I’m curious how successful this author will be in the long run.  He’s going about things in a different way than I am.  I’m going the indie route and using my blog, and in a few years when my kids don’t need me watching over them/driving them around all the time, I can devote more time to writing and trying new social media strategies.  In the meantime, I hope he’s successful, and I’ll probably buy his second book.

But I hope he can drop the price a little next time.

  1. 1. good for you for buying his overpriced book
    2. better for you for reading it
    3. why not swap reviews and see if he’ll give you his next title
    4. i splurged and grabbed a copy of your book; looking forward to reading and reviewing. need some humor in these gloomy times.

    • Thanks for buying my book!

      I ran into the coworker author in the elevator today and talked to him about his book (the book itself, NOT the publishing process). We had a good conversation about it (and he even knows my name now).

      I didn’t tell him any of my James Patterson jokes. It’s a little early in the relationship for that.

      • it could be a good test of character to open with the JP jokes.

  2. I would point out I read your book asked you to do an author interview to go with my review….

  3. Jorge Jaramillo Villarruel permalink

    You are damn right! I was more interested in reading his book than yours. Now I feel guilty. It has to do with some neurosis issues I haven’t deal with.

    Anyway, I will buy your and also I will ask some blogger friend to write an article similar to this one but that he has to write also that if someone is interested in knowing the book he is ranting about, ask for it…perhaps I will sell a couple books cheating a little.

    • You don’t have to feel guilty (at least, not for that).

      If you want to keep the book-buying chain going, buy the book of the person who bought mine, and then somebody else will buy yours, and then next somebody will buy that person’s book, and then…

      Maybe next time we can devise a book-buying pyramid scheme.

      • Jorge Jaramillo Villarruel permalink

        Damn! Your book is not available in my country (Mexico).

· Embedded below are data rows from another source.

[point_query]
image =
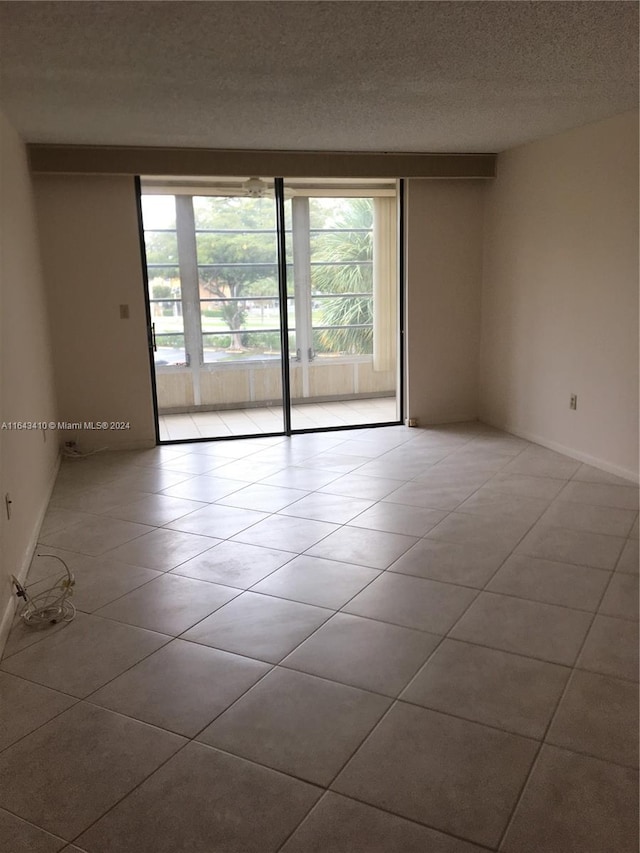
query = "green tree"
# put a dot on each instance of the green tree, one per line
(349, 255)
(242, 261)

  4. Just go ahead and take the plunge! “You too can publish the book”, or so I am told by Amazon. I know the mixed feeling that you are talking about, but it’s only human.

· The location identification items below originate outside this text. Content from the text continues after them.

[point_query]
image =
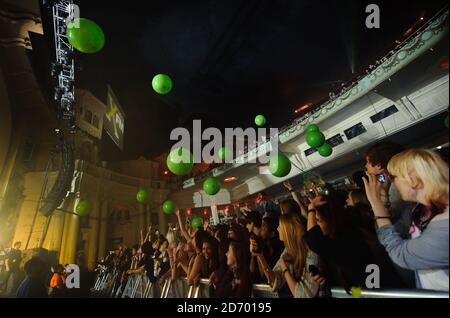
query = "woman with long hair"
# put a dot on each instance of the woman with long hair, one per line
(236, 282)
(296, 260)
(420, 176)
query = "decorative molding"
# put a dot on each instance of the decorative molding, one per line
(435, 31)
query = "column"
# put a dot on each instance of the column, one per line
(102, 233)
(70, 237)
(94, 225)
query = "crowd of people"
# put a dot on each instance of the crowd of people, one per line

  5. Why would he drop the price, now that he’s got you hooked? 🙂

  6. He may not be publishing the book for the sales. I don’t care about sales but I will definitely publish my book. It gives the project a sense of finality that otherwise is difficult to find. It is polished, edited and finally done. I’ll be proud of it and promote it, if the opportunity arises, but the number of sales matters very little to me. He may just have the same perspective and so is quite low key about promoting it.